Google typically selects the best version for search results but recommends actions to reduce potential problems, such as reducing unnecessary parameters and using canonical tags.
When setting up an SEO audit, it’s recommended to avoid crawling pages with URL parameters. This ensures that only the desired pages are analyzed, excluding their parameter versions.
HTTP Issues
HTTP stands for Hypertext Transfer Protocol, and the (S) indicates that your website has a security certificate. Having a valid certificate is crucial as it protects your site from third-party attackers.
The HTTPS Implementation report in the Site Audit tool identifies potential security weaknesses related to security certificates, server alignment with Google’s security best practices, and the protection of website pages and elements with HTTPS.
It provides recommendations for resolving issues and emphasizes the importance of migrating from HTTP to HTTPS for building a trustworthy brand. The report’s insights and recommendations can help improve overall site health and security.
How to use the Site Audit Tool to check for HTTPS issues?
To migrate your website from HTTP to HTTPS, selecting a TLS certificate is the first step, with many options available, both paid and free. The transfer may take some time, and it’s normal for some issues to arise during the redirection process.
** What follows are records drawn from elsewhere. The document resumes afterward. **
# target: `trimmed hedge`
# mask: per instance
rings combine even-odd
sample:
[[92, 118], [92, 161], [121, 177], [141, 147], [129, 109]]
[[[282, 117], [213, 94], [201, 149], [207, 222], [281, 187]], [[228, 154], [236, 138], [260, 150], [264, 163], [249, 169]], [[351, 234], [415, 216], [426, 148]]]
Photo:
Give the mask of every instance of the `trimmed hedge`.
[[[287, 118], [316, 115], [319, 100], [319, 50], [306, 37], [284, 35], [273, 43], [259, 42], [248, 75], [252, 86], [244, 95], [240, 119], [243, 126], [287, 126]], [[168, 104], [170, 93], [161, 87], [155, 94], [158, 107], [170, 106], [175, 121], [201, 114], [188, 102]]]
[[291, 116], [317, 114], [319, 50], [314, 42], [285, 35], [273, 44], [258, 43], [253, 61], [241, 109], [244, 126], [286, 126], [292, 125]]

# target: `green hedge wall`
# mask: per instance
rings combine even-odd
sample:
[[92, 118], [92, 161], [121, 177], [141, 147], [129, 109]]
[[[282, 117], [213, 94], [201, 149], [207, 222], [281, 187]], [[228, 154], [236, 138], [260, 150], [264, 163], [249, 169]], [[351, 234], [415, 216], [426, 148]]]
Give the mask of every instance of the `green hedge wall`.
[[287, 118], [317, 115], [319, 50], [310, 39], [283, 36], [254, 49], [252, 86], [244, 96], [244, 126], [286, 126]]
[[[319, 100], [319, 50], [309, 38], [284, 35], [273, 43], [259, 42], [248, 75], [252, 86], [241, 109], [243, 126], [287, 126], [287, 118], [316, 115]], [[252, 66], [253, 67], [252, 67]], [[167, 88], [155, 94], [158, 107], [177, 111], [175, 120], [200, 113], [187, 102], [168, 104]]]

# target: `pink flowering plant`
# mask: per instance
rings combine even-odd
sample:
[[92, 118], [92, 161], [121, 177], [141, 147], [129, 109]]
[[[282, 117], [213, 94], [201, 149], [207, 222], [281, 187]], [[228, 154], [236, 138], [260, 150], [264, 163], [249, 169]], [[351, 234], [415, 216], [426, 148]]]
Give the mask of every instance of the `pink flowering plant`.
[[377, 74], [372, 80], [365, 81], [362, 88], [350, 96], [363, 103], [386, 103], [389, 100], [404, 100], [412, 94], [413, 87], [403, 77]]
Utilizing plugins, such as those for WordPress, can help with redirecting links. After completing the migration steps, it’s essential to run the website through the Site Audit tool to identify any technical issues.
The audit tool will provide a prioritized list of issues to address, and progress can be tracked through subsequent audits. It’s crucial to address the most severe issues first and re-run the audit to monitor the improvements.
Log File Analysis
Log files keep a record of all activities on a website by both users and bots.
Analyzing these files provides valuable insights into how a website is performing. For instance, it helps identify frequently crawled pages, file types, bot activity, and status codes.
This analysis helps to identify opportunities for improvement, manage the crawl budget, and fix structural and navigational issues that may hinder page accessibility.
To understand how Google bots engage with your website, you can analyze its log file. To do that, check the /logs/ or /access_log/ folder and download the file. Then, upload it into the Log File Analyzer.
Final Thoughts
Conducting a technical SEO audit stands as a critical practice for enhancing online visibility. Using a great tool like Semrush simplifies this process!